De pequeña leí un libro llamado El clan del oso cavernario, de la autora estadounidense Jean M. Auel. En él, se narra la historia de Ayla, una niña cromañón que es adoptada por una tribu de neandertales. Físicamente, Ayla es muy bonita, de hecho en la película del mismo nombre su papel es interpretado por Daryl Hannah. El resto de miembros de la tribu son "feos", esto es: cejas prominentes, prognatismo, baja estatura, cabezas grandes... Y sin embargo, Ayla es la fea de la tribu. La tribu incluso siente pena por su aspecto, tan diferente a lo que "debería ser".
Recuerdo de pequeña querer atravesar las páginas para poder decirle a una Ayla que sufría por su aspecto: "no sufras porque ellos son los feos, ¡y tú la guapa!". Realmente, yo estaba equivocada. Ella era la fea y ellos los guapos. Así estaba establecido en aquel momento histórico y en aquella microsociedad... y no había más verdad que esa. Sin embargo, es un claro reflejo de lo que es "la verdad". De lo que es "lo feo" y "lo bonito". Y también un ejemplo de lo que podemos llegar a sufrir las mujeres por cánones cambiantes sin ningún tipo de sentido ni lógica. En las sociedades patriarcales, con miradas masculinas todas ellas, nos miramos con la misma lupa con la que se miraba Ayla en el reflejo del lago. Al igual que le ocurría a Ayla, los referentes que nos ordenan que clonemos no solo no son como nosotras, sino que son inalcanzables, una tarea imposible. Inalcanzables incluso para las mismas mujeres que nos venden como referentes, ya que después de la foto, llega el photoshop. No podemos ganar. Ninguna puede ganar. Podemos estar más o menos satisfechas, pero solo temporalmente, porque luego viene la vejez con las arrugas y la flacidez, y de ahí ya no escapa ninguna.
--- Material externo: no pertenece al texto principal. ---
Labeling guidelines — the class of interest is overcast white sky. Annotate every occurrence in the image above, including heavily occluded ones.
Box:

Estamos imbuidas en la mirada patriarcal, y lo que nos devuelve el espejo lo observamos con los ojos de una sociedad que odia a las mujeres, que las violenta, las discrimina, les exige lo imposible y las castiga por no conseguirlo. Muchas ya se dieron por vencidas, muchas aún siguen peleándose con el espejo, pero quizás, entre todas, entre las cansadas, las que aún pelean y las que empiezan esta lucha contra sí mismas, podamos -feminismo mediante- aliviar las mochilas de las son tan pequeñas que aún se creen libres. Quizás no estemos tan lejos de que nuestras espaldas sirvan para que ellas se alcen para gritar que no quieren ser de otra forma, que son como son, flacas o corpulentas, con gafas o sin ellas, con una nariz grande o con granos, bajas y altas, con las orejas más o menos pegadas a la cabeza, con el pelo más o menos gobernable.
Son niñas y son perfectas. Estoy segura de que podemos convencerlas de que el espejo social es el que está roto, mancillado, oxidado y podrido. El único que debe pasar por intervenciones. Y que entiendan que su cuerpo es su único vehículo en el mundo, y que solo ellas lo dirigen. Ellas son las únicas gobernantas de sí mismas. Y con ese talante que estoy segura de que tendrá amplio éxito, el patriarcado se tambaleará mucho más. Y a enemigo que se tambalea, con un último empujón se le tumba.